The Health Program was not technically insurance, but it provided enrollees with affordable access to a network of doctors, clinics and hospitals in their counties. It was available to adults whose family incomes fell at or below 133 percent of the federal poverty level. In some counties, such as Ventura County, the program was open to those whose incomes were at or below 200 percent of the federal poverty level.

It is the enrollees in the higher income brackets who have been left to find insurance on their own.

Luque has diabetes, so she knew she needed to figure out how to maintain access to health care.

“It was difficult and it did take awhile,” she said of the three weeks she spent trying to figure out how to get insurance through Covered California. “I had two days to the deadline when I finally got through. I kept thinking what if I didn’t have all this time to spend on the phone doing this?”

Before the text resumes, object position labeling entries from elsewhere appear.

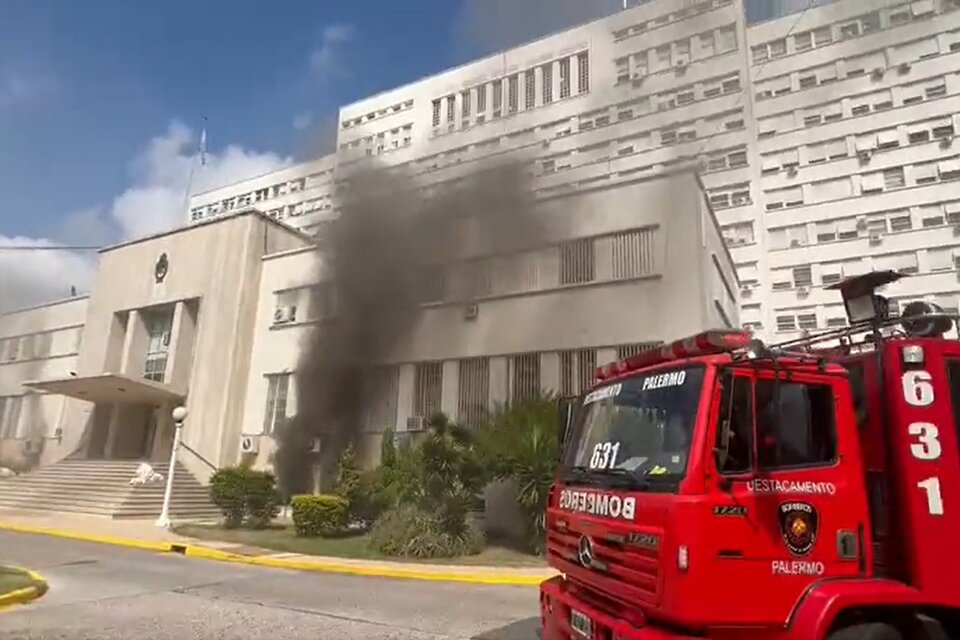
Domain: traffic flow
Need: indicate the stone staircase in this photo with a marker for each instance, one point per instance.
(102, 488)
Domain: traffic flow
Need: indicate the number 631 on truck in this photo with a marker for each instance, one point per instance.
(718, 487)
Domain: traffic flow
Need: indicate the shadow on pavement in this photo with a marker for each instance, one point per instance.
(527, 629)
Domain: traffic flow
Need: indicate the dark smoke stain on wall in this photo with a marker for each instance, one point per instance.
(383, 251)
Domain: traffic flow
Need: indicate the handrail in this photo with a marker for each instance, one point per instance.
(202, 459)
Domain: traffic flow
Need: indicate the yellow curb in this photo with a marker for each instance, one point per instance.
(369, 571)
(198, 551)
(27, 594)
(89, 537)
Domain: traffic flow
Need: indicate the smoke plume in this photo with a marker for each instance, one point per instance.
(384, 253)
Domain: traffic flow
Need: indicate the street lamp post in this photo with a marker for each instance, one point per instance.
(179, 415)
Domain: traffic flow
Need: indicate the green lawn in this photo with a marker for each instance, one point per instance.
(13, 579)
(282, 538)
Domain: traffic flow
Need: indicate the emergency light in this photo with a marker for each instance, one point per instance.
(701, 344)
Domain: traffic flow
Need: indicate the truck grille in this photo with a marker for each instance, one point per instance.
(626, 566)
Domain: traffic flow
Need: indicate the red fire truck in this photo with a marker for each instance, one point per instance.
(720, 488)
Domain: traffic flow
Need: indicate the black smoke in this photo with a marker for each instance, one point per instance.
(382, 253)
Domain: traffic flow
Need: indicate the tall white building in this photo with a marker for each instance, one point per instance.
(856, 113)
(823, 135)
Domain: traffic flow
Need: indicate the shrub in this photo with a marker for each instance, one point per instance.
(323, 515)
(245, 496)
(409, 531)
(519, 443)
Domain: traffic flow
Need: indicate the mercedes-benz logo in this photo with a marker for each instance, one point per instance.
(585, 551)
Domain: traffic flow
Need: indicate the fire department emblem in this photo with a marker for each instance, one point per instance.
(798, 526)
(585, 551)
(161, 269)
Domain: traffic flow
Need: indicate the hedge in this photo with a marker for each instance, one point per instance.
(323, 515)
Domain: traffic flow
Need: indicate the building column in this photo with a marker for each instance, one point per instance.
(405, 395)
(183, 330)
(499, 381)
(113, 427)
(550, 371)
(450, 389)
(135, 340)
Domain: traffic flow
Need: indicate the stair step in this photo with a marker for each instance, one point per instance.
(102, 487)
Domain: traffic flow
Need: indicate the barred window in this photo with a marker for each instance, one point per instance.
(577, 261)
(473, 391)
(633, 253)
(427, 389)
(525, 376)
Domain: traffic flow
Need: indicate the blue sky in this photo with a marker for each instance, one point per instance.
(85, 86)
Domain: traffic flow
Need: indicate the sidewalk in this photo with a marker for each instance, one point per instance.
(143, 534)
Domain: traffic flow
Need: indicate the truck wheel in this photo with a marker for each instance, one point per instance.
(867, 631)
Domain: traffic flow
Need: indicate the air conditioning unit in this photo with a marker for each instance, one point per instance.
(285, 314)
(249, 444)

At the 11th hour, Luque found out that she qualified for a subsidy and decided on a plan for $132 per month, with $40 co-payments for doctor’s appointments.

But even with the subsidy, it’s far more than she was paying last year. In the Health Program, she paid a $150 fee for the entire year and $10 for each doctor’s appointment.

Luque said she’s thankful she can afford her new premium, because she relies on health coverage.

“My medical bills aren’t really that big normally — it’s just going every three months making sure my blood levels are where they should be — but you just never know,” she said. “I was in a car accident in September and having ACE helped me a lot with my doctor’s appointments and stuff. I don’t care how much money you have in savings, it’ll take it if you don’t have insurance.”

David said he’s concerned about his former Health Plan patients who may now decide to risk going without insurance — or who simply don’t realize they’ve lost it.

“I think there were a lot of people that didn’t understand what their options were,” he said. “Even in late December, I was explaining it to patients.”

People have until March 31 to enroll for insurance this year via Covered California. If they miss that deadline, the next open enrollment isn’t until October, and their coverage wouldn’t begin until 2015.

“The nice thing about the ACE program was that we could enroll people at any time,” David said. “Frequently patients would come into the hospital for unforeseen reasons, and that day we could sign them up. Now it may be much more difficult to get people the services they need.”